Volvo Group (September 2025)
In September, the Volvo Group suffered a cyberattack involving its HR software vendor, Miljodata, which caused a third-party data leak. An unknown number of Volvo North America employees were affected, impacting around 870,000 records across the vendor’s clients. The exposed data comprised first and last names, addresses, birth dates, and Social Security Numbers (SSNs) of some US employees.
Marks & Spencer (May 2025)
A significant cyberattack attributed to the ‘Scattered Spider’ organization occurred against the historic British retailer Marks & Spencer (M&S) in May 2025. The breach is estimated to result in a £300 million ($400 million) loss in revenue. Although exact figures remain unclear, potentially hundreds of thousands of customers were affected.
Google (August 2025)
In August 2025, a data breach associated with a hacked Salesforce-hosted business database emerged, affecting a small portion of Google’s commercial clients’ data. Google alerted its 2.5 billion Gmail users about the potential for targeted follow-up attacks, though it confirmed that no client passwords or financial information were taken.
McDonald’s (July 2025)
In July 2025, a major data breach at McDonald’s impacted millions of job applications. Personal information for nearly 64 million job seekers worldwide was compromised, including full names, phone numbers, and email addresses of applicants.
Key Lessons Learned
The vendor and third-party risk often represent the weakest link. Many of the breaches in 2025 occurred through suppliers, external platforms, or partners rather than the organizations themselves.

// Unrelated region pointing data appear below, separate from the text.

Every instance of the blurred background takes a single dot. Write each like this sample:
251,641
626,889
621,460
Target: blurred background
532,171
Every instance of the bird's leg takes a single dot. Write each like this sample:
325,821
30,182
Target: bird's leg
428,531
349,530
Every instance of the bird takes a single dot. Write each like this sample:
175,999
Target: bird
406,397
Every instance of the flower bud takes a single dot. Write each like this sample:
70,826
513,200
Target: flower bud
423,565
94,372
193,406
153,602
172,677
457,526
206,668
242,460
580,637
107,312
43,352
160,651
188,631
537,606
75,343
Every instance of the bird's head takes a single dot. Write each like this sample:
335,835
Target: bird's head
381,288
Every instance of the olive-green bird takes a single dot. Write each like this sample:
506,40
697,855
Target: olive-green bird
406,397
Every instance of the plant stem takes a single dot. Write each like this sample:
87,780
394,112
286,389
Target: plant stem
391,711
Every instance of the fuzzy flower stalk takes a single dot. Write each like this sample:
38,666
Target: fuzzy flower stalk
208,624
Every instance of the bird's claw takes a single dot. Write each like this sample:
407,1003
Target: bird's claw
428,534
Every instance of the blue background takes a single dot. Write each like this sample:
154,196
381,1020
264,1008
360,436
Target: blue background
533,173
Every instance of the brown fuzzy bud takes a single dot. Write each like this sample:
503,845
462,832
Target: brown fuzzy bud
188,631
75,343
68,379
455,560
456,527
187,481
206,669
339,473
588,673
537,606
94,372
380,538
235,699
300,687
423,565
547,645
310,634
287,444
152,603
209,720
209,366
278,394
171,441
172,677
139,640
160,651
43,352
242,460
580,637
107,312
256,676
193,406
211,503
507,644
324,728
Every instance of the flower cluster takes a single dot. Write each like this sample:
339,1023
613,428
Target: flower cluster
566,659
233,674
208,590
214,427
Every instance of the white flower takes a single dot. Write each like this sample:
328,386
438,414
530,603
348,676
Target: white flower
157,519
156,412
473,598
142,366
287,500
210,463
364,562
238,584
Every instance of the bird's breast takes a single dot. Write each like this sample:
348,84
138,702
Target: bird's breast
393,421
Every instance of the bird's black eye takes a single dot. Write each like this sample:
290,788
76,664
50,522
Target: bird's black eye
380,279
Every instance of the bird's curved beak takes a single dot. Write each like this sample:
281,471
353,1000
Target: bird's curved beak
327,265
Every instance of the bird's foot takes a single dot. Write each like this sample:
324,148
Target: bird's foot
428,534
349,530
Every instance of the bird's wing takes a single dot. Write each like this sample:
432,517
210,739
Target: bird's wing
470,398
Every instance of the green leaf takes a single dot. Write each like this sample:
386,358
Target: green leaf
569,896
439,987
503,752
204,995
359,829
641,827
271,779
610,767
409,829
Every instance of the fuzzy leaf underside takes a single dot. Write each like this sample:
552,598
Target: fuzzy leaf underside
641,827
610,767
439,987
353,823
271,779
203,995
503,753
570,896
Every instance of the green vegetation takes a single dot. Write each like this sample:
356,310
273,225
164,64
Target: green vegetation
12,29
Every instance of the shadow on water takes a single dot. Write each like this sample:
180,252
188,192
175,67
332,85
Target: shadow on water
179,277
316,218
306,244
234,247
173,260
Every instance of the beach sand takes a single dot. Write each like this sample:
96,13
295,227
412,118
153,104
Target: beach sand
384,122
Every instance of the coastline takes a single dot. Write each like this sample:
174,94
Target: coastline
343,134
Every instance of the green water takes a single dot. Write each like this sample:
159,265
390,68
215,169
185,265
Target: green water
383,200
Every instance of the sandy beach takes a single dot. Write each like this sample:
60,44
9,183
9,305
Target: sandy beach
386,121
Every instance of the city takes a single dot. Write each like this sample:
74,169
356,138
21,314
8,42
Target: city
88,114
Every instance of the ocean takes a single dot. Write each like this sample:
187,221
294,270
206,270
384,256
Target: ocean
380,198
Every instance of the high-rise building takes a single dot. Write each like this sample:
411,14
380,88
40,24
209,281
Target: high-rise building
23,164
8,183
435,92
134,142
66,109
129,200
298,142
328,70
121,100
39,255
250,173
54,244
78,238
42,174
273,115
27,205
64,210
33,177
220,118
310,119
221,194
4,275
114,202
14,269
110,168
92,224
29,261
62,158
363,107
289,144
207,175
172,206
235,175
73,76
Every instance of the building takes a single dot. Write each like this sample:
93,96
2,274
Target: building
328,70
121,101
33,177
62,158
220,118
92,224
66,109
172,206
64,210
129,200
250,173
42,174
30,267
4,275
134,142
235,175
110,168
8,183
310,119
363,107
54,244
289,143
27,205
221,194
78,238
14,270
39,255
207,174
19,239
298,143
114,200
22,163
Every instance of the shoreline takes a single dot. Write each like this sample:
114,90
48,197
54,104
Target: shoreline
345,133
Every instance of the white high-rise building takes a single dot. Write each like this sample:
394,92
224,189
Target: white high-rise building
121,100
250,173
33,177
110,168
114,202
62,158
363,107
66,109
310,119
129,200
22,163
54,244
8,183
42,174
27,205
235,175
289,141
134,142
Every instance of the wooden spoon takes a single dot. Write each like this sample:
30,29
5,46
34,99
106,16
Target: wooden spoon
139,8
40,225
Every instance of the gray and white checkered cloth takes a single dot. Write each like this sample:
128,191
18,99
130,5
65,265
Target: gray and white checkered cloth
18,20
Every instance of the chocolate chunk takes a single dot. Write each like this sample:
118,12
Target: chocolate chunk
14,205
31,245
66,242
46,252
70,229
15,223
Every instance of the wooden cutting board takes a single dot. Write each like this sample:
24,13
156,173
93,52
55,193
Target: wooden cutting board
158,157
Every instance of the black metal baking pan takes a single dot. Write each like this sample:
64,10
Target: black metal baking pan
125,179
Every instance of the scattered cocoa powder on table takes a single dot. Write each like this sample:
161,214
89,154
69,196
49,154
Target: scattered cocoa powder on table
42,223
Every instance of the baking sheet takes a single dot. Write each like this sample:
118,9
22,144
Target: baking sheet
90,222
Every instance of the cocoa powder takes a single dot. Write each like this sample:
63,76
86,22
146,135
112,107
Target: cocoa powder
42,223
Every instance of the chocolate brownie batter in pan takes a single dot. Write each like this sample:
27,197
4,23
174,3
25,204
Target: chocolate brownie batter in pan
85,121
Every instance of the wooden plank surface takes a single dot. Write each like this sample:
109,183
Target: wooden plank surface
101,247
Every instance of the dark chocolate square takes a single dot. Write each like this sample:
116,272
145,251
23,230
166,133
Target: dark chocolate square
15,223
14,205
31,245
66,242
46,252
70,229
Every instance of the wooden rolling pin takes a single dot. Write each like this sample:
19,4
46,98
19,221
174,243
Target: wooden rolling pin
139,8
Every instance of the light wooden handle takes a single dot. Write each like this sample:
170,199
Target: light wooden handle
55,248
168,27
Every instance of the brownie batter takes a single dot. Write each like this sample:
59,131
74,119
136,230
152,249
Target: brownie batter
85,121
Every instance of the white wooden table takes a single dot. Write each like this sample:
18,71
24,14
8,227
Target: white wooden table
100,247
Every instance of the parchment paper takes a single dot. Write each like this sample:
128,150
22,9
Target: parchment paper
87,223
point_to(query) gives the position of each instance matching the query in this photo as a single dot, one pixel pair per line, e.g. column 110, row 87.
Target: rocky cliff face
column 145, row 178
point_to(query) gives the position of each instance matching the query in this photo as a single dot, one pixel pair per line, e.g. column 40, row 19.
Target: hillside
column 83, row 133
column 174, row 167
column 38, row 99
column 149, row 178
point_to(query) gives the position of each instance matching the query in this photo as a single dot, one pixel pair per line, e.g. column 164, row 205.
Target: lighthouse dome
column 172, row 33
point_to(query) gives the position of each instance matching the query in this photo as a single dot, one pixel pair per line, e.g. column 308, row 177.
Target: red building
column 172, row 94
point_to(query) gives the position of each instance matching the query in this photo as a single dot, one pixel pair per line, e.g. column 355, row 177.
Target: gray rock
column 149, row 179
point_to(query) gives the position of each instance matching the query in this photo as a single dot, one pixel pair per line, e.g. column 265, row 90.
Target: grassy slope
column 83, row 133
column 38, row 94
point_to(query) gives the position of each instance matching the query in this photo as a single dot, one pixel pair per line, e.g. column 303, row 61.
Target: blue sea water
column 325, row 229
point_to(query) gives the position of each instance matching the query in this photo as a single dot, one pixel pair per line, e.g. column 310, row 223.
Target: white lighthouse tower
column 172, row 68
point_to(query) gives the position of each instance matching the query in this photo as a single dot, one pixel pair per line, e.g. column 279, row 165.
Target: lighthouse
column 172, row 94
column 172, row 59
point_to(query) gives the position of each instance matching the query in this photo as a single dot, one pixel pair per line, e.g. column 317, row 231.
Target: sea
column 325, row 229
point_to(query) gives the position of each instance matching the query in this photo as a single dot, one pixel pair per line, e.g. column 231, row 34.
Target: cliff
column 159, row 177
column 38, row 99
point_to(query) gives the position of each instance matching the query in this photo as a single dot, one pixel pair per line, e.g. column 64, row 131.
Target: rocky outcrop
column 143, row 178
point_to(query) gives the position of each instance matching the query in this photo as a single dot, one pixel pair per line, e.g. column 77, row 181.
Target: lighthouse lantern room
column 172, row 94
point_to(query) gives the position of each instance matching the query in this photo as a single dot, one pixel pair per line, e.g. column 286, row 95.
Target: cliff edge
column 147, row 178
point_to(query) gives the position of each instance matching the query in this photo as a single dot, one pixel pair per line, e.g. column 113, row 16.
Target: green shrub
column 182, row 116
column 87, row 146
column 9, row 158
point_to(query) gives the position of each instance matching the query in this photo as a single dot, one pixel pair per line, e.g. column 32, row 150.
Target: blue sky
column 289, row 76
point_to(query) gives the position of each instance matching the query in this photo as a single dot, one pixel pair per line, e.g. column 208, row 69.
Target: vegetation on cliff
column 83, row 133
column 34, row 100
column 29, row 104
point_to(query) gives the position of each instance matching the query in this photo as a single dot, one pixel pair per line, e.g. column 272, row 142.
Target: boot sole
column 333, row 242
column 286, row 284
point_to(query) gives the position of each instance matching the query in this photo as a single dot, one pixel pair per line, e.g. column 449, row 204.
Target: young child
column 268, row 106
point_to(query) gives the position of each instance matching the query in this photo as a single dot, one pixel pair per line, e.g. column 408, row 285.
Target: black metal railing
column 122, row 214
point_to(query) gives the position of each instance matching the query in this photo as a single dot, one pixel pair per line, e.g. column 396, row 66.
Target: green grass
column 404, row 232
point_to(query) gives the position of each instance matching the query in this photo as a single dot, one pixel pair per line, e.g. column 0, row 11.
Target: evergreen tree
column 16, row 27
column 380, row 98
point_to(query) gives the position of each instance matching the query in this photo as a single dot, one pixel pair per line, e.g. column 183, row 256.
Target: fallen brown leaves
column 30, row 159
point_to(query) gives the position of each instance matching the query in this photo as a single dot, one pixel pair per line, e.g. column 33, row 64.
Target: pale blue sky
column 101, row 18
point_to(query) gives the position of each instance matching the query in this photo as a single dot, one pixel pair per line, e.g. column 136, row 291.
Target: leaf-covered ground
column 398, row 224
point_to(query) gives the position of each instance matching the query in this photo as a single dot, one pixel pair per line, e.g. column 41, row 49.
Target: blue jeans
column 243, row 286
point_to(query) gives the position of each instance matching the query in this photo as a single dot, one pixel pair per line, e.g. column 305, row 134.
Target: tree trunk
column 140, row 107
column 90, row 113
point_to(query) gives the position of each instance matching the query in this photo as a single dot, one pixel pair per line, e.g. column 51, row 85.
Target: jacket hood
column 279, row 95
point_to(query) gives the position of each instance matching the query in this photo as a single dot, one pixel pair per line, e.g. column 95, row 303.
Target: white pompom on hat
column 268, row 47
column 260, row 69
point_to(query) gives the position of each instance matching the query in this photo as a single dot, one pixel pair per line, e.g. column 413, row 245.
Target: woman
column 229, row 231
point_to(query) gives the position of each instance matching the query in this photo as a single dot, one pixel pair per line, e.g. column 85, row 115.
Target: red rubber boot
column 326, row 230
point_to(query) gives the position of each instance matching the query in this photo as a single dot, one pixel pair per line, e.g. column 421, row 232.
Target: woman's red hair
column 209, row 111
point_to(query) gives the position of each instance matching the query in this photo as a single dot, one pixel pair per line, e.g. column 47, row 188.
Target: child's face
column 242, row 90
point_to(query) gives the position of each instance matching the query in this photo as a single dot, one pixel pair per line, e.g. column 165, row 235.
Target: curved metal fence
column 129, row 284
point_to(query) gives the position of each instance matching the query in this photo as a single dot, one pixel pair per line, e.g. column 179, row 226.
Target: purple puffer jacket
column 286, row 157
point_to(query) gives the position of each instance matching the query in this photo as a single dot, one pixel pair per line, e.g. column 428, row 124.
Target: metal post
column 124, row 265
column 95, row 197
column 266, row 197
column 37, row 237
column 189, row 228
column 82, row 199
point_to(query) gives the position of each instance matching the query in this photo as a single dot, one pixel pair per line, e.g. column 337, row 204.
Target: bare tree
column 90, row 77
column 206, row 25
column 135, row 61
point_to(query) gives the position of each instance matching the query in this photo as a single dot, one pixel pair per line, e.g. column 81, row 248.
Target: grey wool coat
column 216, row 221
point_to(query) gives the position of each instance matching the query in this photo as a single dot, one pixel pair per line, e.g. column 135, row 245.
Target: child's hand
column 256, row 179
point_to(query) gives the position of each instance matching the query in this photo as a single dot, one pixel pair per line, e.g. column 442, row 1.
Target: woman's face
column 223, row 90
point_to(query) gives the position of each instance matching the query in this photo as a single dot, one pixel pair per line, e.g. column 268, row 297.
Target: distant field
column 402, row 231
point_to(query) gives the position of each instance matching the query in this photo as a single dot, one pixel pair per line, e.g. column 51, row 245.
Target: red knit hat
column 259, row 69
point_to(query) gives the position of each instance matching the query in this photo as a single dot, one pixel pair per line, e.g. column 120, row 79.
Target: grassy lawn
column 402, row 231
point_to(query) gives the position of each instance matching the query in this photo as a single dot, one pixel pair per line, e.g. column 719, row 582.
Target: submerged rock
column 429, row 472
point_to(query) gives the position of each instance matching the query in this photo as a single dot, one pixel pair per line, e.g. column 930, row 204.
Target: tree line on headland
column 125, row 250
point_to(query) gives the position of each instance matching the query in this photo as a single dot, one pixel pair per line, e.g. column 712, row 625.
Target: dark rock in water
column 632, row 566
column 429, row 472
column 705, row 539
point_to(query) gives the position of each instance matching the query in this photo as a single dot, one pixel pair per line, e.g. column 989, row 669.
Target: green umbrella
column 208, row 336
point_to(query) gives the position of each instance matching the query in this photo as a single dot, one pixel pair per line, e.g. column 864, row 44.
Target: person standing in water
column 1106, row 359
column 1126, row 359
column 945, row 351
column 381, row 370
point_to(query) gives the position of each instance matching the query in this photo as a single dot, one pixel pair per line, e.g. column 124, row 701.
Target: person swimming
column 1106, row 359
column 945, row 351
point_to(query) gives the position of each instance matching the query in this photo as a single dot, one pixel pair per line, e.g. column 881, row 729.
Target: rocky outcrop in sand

Industries with high sensitivity, particularly healthcare, remain primary targets. Breaches involving hospitals, medical imaging companies, and health networks disclosed millions of records.
Cyberattacks are becoming increasingly disruptive and complex, going beyond simple data theft.
The misuse of identities and credentials, along with silent misconfigurations, poses significant risks. Numerous breaches stemmed from inadequate vendor controls, compromised credentials, or poor configurations.
A focus on resilience and preparedness is now crucial. As cyberattacks grow broader and more complex, organizations must shift from reactive security measures to proactive resilience.